Isolated cleft lip without cleft palate is typically unilateral (80%),69 more commonly located on the left side (70%),70 and usually present in boys (60%). However, not all races have similar distributions of sex and sidedness. Ten percent of cleft lips are incomplete. Approximately 85% of cases of bilateral cleft lip and 70% of unilateral cleft lip are associated with cleft palate.


Isolated Cleft Palate

Isolated cleft palate appears to be a separate entity from cleft lip with or without cleft palate. The siblings of patients with cleft lip with or without cleft palate have an increased frequency of this anomaly, but these siblings do not have an increased incidence of isolated cleft palate.71 The incidence of isolated cleft palate in white births is 0.5/1000.72 Isolated palatal clefting is more common in girls (2:1), but the ratio becomes closer to 1:1 when clefts of only the soft palate are considered.73 Submucous clefts of the soft palate are caused by incomplete union of the fusing palatal muscles.74 The incidence of submucosal soft palate clefts is 1/1200 to 1/2000 white births with greater than 50% of these patients being boys.75,76 The overall incidence of cleft uvula (1/80 white births) is expectedly much higher than the incidence of cleft palate (1/2500 births).77 The sex preponderance for clefting of the uvula is 1:1.78 As opposed to complete and submucosal clefts, clefts of the uvula tend to vary with race, with American Indians having the highest incidence at 1:9 to 1:14 births.79,80


Lateral and oblique clefts as classified by Tessier and occur uncommonly. It is estimated that lateral facial clefts represent 0.25% of cleft births or 1 in 50,000 to 1 in 175,000 live births.81,82


Genetics of Facial Clefting

The etiology of facial clefting is multifactorial. Currently, there is no true consensus as to the genetic cause of facial clefting. The cause is likely a heterogeneous process that results from a variety of factors including major genes (autosomal dominant with incomplete penetrance, codominant, and autosomal recessive), minor genes, environmental insults, and developmental threshold. It is clear that the recurrence risks for facial clefting do not correspond to any simple mendelian pattern of inheritance. This fact is supported by various studies on twins who have facial clefts. Twin studies have identified the relative roles of both genetic and nongenetic factors on cleft production. Gorlin et al15,83 have tabulated twin studies in 1988 (Table 1-9) in twins with cleft lip with or without cleft palate; concordance is far greater for monozygotic (36%) than for dizygotic twins (4.7%). The fact that the concordance in monozygotic twins (36%) is not 100% suggests that there are factors other than genetics involved in clefting. In twins with isolated cleft palate, the difference in concordance between monozygotic (22%) twins and dizygotic (4.6%) twins is not as great. This suggests a stronger genetic basis for cleft lip with or without cleft palate than the genetic basis for isolated cleft palate. The concordance of 4.6% for dizygotic twins is greater than that for nontwin siblings, which implies that maternal factors are present in causing clefting.

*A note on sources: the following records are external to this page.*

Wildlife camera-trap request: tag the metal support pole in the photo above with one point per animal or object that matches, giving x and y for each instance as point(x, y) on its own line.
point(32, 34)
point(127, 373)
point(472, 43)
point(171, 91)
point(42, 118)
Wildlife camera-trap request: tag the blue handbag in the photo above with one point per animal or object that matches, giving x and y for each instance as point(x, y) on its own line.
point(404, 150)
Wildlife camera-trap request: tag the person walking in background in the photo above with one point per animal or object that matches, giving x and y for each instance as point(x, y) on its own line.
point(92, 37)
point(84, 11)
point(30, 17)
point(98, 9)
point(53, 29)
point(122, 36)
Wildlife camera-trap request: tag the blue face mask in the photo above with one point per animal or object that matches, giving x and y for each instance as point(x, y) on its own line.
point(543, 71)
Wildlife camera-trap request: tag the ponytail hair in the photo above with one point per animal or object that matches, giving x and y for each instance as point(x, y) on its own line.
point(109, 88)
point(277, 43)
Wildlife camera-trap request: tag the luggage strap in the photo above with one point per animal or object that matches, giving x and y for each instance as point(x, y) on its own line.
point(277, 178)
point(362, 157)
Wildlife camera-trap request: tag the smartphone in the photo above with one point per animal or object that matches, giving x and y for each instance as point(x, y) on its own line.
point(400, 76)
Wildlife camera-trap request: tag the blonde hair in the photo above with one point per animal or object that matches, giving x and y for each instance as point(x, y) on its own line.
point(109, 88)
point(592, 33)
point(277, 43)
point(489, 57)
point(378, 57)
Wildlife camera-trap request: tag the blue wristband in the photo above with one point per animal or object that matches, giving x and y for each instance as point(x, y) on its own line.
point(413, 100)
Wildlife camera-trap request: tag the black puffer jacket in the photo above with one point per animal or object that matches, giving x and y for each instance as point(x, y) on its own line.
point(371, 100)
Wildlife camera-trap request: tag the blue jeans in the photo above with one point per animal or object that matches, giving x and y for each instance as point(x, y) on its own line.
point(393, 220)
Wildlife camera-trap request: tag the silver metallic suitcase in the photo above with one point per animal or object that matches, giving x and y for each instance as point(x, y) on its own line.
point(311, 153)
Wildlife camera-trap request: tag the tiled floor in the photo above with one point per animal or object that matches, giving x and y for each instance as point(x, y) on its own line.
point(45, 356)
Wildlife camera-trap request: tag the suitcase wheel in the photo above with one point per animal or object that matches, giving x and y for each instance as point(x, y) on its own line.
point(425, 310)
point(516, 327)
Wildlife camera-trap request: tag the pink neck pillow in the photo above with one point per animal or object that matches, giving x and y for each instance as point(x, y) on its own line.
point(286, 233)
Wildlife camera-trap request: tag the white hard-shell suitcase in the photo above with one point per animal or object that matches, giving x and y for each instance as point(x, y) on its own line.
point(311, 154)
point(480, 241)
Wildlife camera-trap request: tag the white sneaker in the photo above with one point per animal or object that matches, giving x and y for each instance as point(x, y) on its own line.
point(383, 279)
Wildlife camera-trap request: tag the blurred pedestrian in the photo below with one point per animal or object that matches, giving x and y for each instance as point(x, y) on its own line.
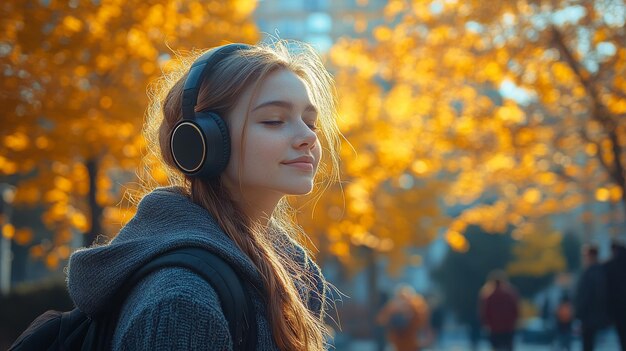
point(564, 317)
point(615, 269)
point(405, 317)
point(590, 300)
point(437, 319)
point(499, 310)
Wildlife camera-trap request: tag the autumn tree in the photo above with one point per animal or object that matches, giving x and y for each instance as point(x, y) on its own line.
point(517, 107)
point(73, 93)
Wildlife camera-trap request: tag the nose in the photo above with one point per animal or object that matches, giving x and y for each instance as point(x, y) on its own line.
point(305, 137)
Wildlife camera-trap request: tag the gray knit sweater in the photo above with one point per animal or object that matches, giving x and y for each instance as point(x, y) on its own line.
point(173, 309)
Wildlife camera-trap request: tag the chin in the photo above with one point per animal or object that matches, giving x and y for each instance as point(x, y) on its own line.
point(303, 189)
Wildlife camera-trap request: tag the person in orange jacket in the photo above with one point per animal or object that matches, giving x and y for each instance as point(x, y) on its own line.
point(404, 317)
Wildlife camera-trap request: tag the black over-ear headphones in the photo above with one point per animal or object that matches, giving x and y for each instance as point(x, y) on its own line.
point(200, 142)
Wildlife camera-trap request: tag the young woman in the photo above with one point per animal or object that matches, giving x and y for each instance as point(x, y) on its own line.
point(273, 106)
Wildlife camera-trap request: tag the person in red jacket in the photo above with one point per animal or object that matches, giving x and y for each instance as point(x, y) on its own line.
point(499, 310)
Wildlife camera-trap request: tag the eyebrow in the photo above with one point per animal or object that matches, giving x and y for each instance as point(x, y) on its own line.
point(283, 104)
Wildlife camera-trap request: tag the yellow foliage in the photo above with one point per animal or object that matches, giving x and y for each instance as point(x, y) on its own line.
point(23, 236)
point(17, 141)
point(457, 241)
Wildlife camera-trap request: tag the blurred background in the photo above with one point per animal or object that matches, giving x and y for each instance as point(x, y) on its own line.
point(482, 135)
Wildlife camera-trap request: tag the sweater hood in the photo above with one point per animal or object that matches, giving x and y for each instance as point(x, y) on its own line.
point(166, 219)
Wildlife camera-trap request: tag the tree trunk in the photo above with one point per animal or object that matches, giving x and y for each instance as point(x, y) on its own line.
point(95, 210)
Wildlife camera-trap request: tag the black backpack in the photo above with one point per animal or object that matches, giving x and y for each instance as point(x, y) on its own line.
point(73, 330)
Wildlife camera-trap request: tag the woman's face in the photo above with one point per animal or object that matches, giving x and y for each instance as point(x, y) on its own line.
point(279, 151)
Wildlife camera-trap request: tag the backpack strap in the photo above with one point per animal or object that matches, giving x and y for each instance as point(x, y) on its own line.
point(235, 302)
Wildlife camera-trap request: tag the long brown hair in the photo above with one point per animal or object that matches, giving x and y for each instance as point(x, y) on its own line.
point(294, 326)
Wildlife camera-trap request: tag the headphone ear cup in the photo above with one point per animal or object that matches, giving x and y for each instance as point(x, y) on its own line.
point(201, 147)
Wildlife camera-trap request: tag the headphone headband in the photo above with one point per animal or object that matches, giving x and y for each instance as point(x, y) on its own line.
point(200, 142)
point(197, 72)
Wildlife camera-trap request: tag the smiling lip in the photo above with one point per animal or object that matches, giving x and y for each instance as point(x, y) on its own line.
point(304, 163)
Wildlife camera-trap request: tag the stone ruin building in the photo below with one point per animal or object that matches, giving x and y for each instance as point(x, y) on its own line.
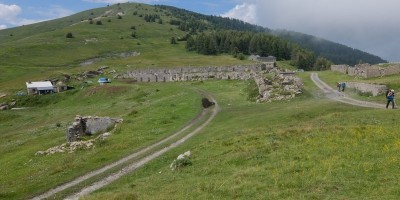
point(242, 72)
point(367, 70)
point(89, 125)
point(283, 85)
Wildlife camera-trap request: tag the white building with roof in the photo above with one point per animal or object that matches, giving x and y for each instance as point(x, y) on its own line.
point(40, 87)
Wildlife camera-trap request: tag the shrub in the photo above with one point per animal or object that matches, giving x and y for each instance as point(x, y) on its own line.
point(173, 40)
point(206, 103)
point(69, 35)
point(251, 90)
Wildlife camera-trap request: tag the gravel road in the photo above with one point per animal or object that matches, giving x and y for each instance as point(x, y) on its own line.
point(147, 153)
point(340, 96)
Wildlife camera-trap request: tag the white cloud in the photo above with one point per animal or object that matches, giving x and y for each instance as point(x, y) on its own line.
point(9, 12)
point(245, 12)
point(55, 12)
point(9, 15)
point(369, 25)
point(107, 1)
point(121, 1)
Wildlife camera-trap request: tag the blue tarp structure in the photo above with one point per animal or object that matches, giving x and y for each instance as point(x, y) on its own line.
point(104, 80)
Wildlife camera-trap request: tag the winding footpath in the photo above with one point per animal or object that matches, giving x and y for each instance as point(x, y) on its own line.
point(335, 95)
point(148, 153)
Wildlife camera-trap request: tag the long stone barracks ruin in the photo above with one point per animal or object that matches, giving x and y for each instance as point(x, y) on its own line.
point(367, 70)
point(278, 86)
point(89, 125)
point(243, 72)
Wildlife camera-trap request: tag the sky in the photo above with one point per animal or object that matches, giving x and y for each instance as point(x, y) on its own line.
point(372, 26)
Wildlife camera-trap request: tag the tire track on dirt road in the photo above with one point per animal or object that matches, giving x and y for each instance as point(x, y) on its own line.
point(146, 152)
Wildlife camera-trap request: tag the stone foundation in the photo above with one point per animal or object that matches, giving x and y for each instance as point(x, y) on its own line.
point(88, 126)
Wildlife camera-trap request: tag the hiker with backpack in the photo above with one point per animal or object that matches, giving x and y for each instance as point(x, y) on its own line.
point(343, 86)
point(390, 98)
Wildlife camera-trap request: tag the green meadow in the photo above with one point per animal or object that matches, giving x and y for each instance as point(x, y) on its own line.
point(307, 148)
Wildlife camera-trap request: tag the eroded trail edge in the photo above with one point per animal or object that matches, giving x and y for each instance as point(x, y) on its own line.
point(149, 153)
point(339, 96)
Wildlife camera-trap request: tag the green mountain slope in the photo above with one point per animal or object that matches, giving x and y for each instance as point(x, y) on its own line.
point(104, 32)
point(338, 53)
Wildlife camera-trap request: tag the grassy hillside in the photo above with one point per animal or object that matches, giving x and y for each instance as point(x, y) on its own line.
point(46, 45)
point(306, 148)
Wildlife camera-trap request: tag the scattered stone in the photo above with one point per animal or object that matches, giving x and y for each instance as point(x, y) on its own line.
point(181, 161)
point(83, 126)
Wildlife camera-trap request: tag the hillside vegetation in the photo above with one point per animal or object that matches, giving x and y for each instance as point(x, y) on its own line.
point(305, 148)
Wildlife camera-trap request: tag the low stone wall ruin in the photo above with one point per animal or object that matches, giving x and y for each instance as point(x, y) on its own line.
point(285, 85)
point(374, 89)
point(88, 126)
point(241, 72)
point(366, 70)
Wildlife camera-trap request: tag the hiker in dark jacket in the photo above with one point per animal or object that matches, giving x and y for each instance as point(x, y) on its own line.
point(390, 98)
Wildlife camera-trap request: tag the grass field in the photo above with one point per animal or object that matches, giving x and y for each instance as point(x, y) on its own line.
point(308, 148)
point(305, 148)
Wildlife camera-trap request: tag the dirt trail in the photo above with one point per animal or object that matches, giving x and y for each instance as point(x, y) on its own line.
point(146, 152)
point(340, 96)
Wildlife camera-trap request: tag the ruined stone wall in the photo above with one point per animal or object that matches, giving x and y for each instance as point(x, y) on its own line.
point(89, 125)
point(374, 89)
point(366, 70)
point(242, 72)
point(340, 68)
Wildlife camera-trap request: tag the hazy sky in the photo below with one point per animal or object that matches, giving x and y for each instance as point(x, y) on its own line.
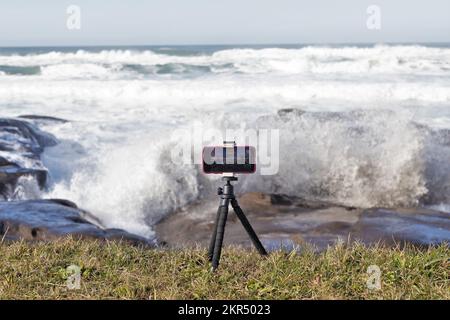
point(114, 22)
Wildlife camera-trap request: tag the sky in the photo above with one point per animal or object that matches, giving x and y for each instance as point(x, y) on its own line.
point(160, 22)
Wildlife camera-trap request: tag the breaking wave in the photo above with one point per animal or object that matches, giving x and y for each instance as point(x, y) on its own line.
point(361, 126)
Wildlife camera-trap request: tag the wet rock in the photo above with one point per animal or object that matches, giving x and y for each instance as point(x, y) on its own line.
point(417, 226)
point(284, 222)
point(46, 220)
point(21, 145)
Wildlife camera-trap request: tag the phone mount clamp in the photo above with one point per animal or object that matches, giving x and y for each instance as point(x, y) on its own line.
point(227, 197)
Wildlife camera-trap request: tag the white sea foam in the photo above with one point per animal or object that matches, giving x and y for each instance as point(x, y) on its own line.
point(123, 106)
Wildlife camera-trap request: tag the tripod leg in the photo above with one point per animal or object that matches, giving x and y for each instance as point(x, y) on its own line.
point(248, 227)
point(214, 236)
point(223, 213)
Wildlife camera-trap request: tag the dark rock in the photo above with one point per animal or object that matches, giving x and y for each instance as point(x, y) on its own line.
point(21, 145)
point(417, 226)
point(283, 222)
point(52, 219)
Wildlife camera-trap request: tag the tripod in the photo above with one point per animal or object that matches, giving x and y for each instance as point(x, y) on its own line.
point(226, 197)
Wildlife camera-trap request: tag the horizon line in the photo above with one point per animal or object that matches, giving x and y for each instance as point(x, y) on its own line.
point(230, 44)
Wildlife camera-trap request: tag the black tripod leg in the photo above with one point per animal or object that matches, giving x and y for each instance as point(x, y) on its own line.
point(248, 227)
point(223, 213)
point(212, 243)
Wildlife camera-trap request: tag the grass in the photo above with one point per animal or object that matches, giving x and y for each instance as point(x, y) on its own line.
point(111, 270)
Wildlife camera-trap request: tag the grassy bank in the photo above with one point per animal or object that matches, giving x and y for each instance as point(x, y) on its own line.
point(114, 270)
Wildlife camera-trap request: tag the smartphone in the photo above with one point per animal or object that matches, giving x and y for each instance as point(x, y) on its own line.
point(237, 159)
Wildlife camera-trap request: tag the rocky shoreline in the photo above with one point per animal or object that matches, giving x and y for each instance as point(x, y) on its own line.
point(21, 145)
point(286, 222)
point(280, 220)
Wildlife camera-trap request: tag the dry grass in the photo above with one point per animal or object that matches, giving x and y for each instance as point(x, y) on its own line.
point(119, 271)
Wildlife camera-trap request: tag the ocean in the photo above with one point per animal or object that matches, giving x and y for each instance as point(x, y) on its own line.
point(361, 125)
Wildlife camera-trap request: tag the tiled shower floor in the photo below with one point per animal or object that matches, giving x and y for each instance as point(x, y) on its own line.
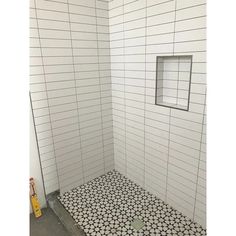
point(108, 204)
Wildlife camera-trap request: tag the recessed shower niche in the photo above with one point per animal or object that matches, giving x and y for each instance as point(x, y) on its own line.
point(173, 81)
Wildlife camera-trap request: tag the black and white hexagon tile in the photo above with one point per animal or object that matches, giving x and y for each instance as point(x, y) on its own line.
point(112, 205)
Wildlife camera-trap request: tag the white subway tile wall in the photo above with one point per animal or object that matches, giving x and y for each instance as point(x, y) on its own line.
point(160, 148)
point(93, 78)
point(71, 90)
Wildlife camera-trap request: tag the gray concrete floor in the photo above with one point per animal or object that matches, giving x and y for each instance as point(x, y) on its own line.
point(47, 225)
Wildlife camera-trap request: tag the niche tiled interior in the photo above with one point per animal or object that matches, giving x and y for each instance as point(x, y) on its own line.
point(173, 81)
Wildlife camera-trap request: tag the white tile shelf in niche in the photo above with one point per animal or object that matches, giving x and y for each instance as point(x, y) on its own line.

If genetics were the only basis for clefting, monozygotic twins would have a 100% concordance, whereas dizygotic twins who share up to 50% of their genes would have a higher concordance than is demonstrated in these twin studies. The largest twin study demonstrated concordance for monozygotic twins for cleft palate of only 50% and in dizygotic twins of 0%. Conclusions from all twin studies indicate that both genetic and environmental factors influence the development of facial clefting, and there seems to be a stronger genetic influence on cleft lip with or without cleft palate than there is on cleft palate alone.


Environmental factors have been proven to have a direct effect on the incidence of clefting. Phenytoin, retinoic acid derivatives, and folic acid antagonists have all been shown to have a direct relation with clefting. Cigarette smoking with its relative fetal hypoxia and first-trimester alcohol use have also been implicated as factors that increase the risk of clefting. Recent data indicate that folic acid supplements taken by mothers during the embryonic stage of development can reduce the incidence of nonsyndromic facial clefting.


The final genetic point is that facial clefting occurs within syndromes and outside of syndromes. A syndrome must include a cognitive or structural abnormality that is distinct from the cleft; the abnormalities are thought to be pathologically related; 30 to 65% of facial clefts are related to a named syndrome. Cleft lip with or without cleft palate is associated with syndromes 14% of the time, and cleft palate alone is associated with a syndrome nearly 55% of the time. There are more than 300 named syndromes that include facial clefting.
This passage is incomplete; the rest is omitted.